The secret world grew substantially during the Cold War, except for a minimal retreat around Watergate. Its growth included legislation and court rulings, each discussed in the book. It expanded again at a terrific pace during the recent Global War on Terrorism. Today's key blank spots for Paglen are secret prisons that exist outside the law. He photographs one on the outskirts of Kabul. According to Paglen, approximately 4 million people in the U.S. hold security clearances to work on classified projects (the "black world"). By contrast, the federal government employs about 1.8 million people in what Paglen calls "the white world."
Aesthetics, Secrets, and Revelation
Blank Spots is mixture of primary and secondary history, investigative journalism, personal rumination, and more. Ultimately, Paglen has a point -- that secrecy undermines democracy and provides a foundation for the abuse of power.
But Paglen recently seems, at least partially and vaguely, to abrogate his own authority by identifying himself as an artist. And he is an artist -- by what he produces (photographs), by how he makes his living (grants and selling photos as art), and by his credentials (he has an MFA from the Art Institute of Chicago, on top of his Berkeley Ph.D. in Geography)).
In a tricky, mercurial (even secretive) stance, Paglen uses his aestheticism to step back from what might be the material impact (e.g., real-world change) of his work. For instance, in an interview in The Rumpus, Paglen casually notes that his long-distance photos of secret bases are "not produced in order to be evidence of some kind, or to reveal any kind of information at all. These are art photos." This is a statement of art for art's sake, for the value of the photos in and of themselves, as objects of beauty. I want to protest, though, that his photos are informed by a material agenda, in his words "to prevent the secret state from spreading."

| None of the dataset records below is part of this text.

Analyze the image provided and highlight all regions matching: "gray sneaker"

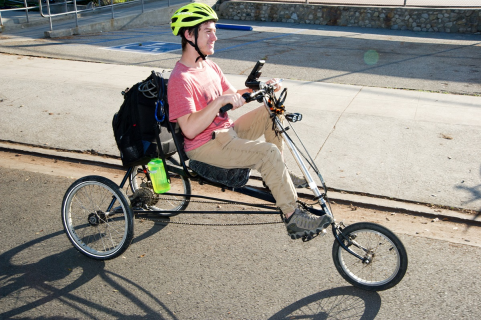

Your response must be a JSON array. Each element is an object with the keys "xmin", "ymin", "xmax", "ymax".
[
  {"xmin": 289, "ymin": 171, "xmax": 309, "ymax": 189},
  {"xmin": 285, "ymin": 208, "xmax": 333, "ymax": 239}
]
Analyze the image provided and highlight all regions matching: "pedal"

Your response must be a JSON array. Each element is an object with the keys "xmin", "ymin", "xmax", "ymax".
[{"xmin": 302, "ymin": 233, "xmax": 319, "ymax": 242}]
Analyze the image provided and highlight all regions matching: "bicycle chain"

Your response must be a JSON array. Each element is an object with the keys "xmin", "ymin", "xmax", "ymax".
[{"xmin": 136, "ymin": 197, "xmax": 284, "ymax": 227}]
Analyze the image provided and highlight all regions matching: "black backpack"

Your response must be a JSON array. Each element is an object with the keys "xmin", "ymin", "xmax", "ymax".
[{"xmin": 112, "ymin": 71, "xmax": 177, "ymax": 167}]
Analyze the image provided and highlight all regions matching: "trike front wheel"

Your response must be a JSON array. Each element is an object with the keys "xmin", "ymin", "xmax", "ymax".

But ultimately, it is worth understanding Paglen's retreat or progression toward art. Blank Spots, in its way, is a completed project, but he continues to photograph secret sites. There is something compelling -- regardless of politics -- about secrecy and revelation. The parallel existence of worlds seen and unseen, side by side, resonates; it excites the mind. It is the stuff of science fiction (think of The Matrix or "The Force"), mystery and crime fiction, the traditional and neo-gothic (think of Blue Velvet).
From Paglen's website: "Trevor Paglen's work deliberately blurs lines between science, contemporary art, journalism, and other disciplines to construct unfamiliar, yet meticulously researched ways to see and interpret the world around us." What I find compelling here is that Paglen is charting a space in which his art exists for its own value but also simultaneously, separately, and deliberately does political (but not polemical) work.
As a postscript, I'd be curious to hear Paglen's take on secrecy outside government. Secret societies? Corporate and trade secrets? Arguably, the concept of the "secret" Coke formula adds value to the brand -- and then to the experience of drinking the soda. And so on.